RAG
03·RAG·updated 2026-04-19

RAG Architectures (the 8 main patterns)

RAG is not one architecture but a family. Daily Dose DS lists 8 common patterns: Naive, Multimodal, HyDE, Corrective, Graph, Hybrid, Adaptive, Agentic. Each fixes a specific failure of Naive RAG. Pick by analyzing your data shape, query shape, and latency budget.

RAG Architectures (the 8 main patterns)

Watch or read first

TL;DR

RAG is not one architecture but a family. Daily Dose DS lists 8 common patterns: Naive, Multimodal, HyDE, Corrective, Graph, Hybrid, Adaptive, Agentic. Each fixes a specific failure of Naive RAG. Pick by analyzing your data shape, query shape, and latency budget.

The historical problem

Naive RAG works for simple fact lookup but breaks on:

  • Questions worded very differently from answers (semantic gap)
  • Multi-hop queries that need 2+ retrieval steps
  • Relationships between entities (graphs, not documents)
  • Mixed modalities (text + images + tables)
  • Low-quality retrieved chunks that mislead the LLM
  • Queries that do not need retrieval at all

Each architecture below addresses one or more of these failures.

How it works: the 8 patterns

1. Naive RAG

query --> embed --> search vector DB --> top-k --> stuff in prompt --> LLM --> answer

Simple vector similarity between query and stored chunks. Works for direct factual Q&A on a homogeneous corpus.

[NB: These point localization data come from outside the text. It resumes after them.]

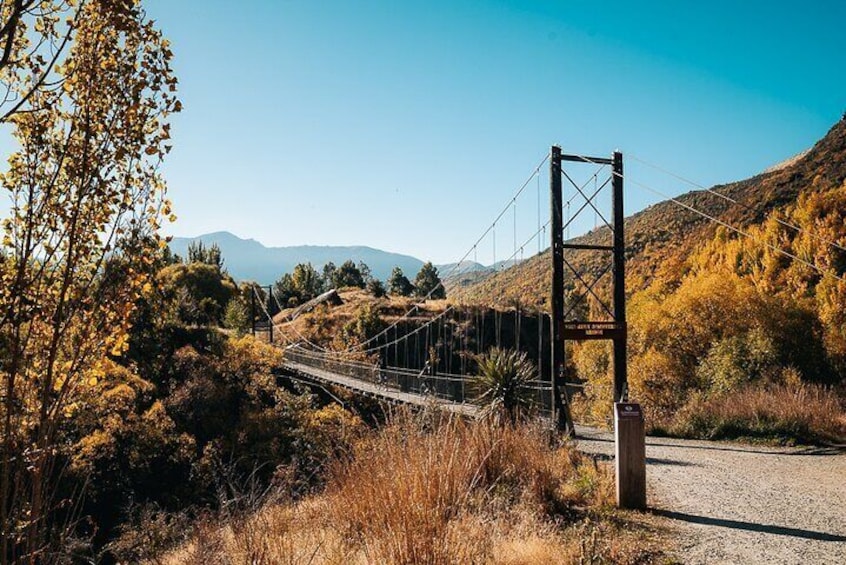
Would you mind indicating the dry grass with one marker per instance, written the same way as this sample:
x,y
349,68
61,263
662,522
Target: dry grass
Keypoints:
x,y
785,414
423,491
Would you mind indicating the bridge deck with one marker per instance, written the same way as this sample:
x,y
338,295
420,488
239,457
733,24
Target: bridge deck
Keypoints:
x,y
378,391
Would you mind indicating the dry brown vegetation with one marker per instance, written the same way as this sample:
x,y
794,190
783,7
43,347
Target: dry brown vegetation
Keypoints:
x,y
429,491
804,413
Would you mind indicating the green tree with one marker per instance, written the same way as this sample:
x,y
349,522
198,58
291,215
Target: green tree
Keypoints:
x,y
398,283
427,283
348,275
328,276
306,282
502,383
366,273
376,288
199,253
285,290
199,292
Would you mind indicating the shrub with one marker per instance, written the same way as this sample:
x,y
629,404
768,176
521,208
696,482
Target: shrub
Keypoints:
x,y
502,382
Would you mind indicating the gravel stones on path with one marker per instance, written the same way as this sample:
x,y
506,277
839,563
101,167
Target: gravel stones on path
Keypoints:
x,y
739,504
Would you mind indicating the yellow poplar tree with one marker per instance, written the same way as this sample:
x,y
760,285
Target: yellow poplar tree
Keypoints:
x,y
88,91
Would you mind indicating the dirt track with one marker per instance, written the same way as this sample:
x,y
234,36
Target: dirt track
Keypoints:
x,y
734,503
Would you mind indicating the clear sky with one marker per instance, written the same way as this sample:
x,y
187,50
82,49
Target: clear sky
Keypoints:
x,y
407,125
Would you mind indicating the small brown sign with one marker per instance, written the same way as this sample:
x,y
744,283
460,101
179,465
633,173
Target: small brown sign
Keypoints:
x,y
593,330
628,410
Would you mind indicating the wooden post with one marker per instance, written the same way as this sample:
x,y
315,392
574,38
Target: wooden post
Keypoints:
x,y
630,452
253,311
269,310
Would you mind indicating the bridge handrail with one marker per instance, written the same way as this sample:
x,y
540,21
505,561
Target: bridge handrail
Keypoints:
x,y
449,386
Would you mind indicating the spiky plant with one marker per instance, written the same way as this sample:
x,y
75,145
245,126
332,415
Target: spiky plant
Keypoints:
x,y
502,383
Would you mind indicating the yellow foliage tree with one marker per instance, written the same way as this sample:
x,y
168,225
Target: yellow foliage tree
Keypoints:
x,y
87,201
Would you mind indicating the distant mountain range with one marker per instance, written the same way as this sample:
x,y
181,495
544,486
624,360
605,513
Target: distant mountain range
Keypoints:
x,y
660,238
247,259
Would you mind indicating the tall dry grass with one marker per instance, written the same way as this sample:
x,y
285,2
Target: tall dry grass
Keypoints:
x,y
435,491
797,413
402,492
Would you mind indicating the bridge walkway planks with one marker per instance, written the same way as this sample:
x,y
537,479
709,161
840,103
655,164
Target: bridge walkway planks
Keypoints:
x,y
382,392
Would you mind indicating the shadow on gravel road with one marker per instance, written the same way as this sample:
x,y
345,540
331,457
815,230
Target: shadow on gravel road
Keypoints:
x,y
749,526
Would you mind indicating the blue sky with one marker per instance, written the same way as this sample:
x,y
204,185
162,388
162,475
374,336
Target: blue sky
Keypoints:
x,y
408,125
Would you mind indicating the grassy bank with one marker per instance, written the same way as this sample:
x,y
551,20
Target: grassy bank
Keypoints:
x,y
425,491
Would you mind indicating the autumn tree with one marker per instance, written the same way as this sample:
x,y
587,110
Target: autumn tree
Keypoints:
x,y
427,283
306,281
88,91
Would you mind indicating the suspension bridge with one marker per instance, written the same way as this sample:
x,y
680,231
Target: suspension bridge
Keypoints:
x,y
425,357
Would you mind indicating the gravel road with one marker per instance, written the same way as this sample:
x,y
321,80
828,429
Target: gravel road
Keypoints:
x,y
736,503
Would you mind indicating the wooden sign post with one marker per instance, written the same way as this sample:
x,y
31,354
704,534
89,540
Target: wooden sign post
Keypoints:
x,y
630,451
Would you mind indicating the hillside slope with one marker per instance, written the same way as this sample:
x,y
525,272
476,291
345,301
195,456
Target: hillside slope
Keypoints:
x,y
660,238
247,259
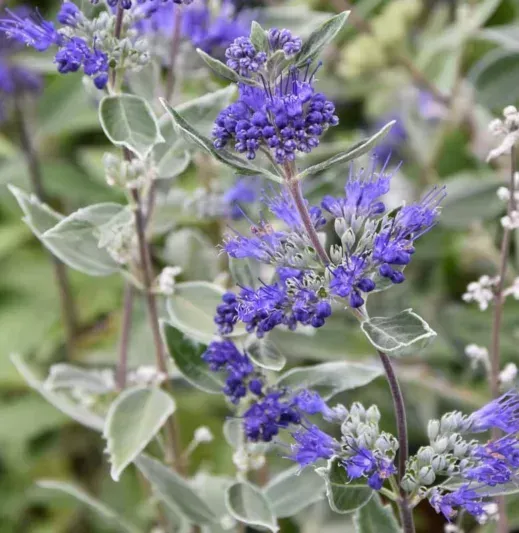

When: MVP, simple knowledge bases, "what is X" queries. Breaks when: queries are complex, wording mismatches, multi-hop.

2. Multimodal RAG

Embed and retrieve across text, image, audio, video using models like CLIP, Nomic-Embed-Multimodal, Voyage Multimodal.

text query --> multimodal embed --> search mixed index --> chunks + images --> multimodal LLM --> answer

When: product search with photos, medical imaging + notes, video understanding. Breaks when: your base model cannot reason across modalities well.

3. HyDE (Hypothetical Document Embeddings)

The insight: a question is not semantically similar to its answer. "How does attention work?" does not look like a paragraph describing attention.

HyDE fix: ask the LLM to hallucinate a hypothetical answer first, embed THAT, and search. The hallucinated answer is closer in embedding space to real answers than the raw question.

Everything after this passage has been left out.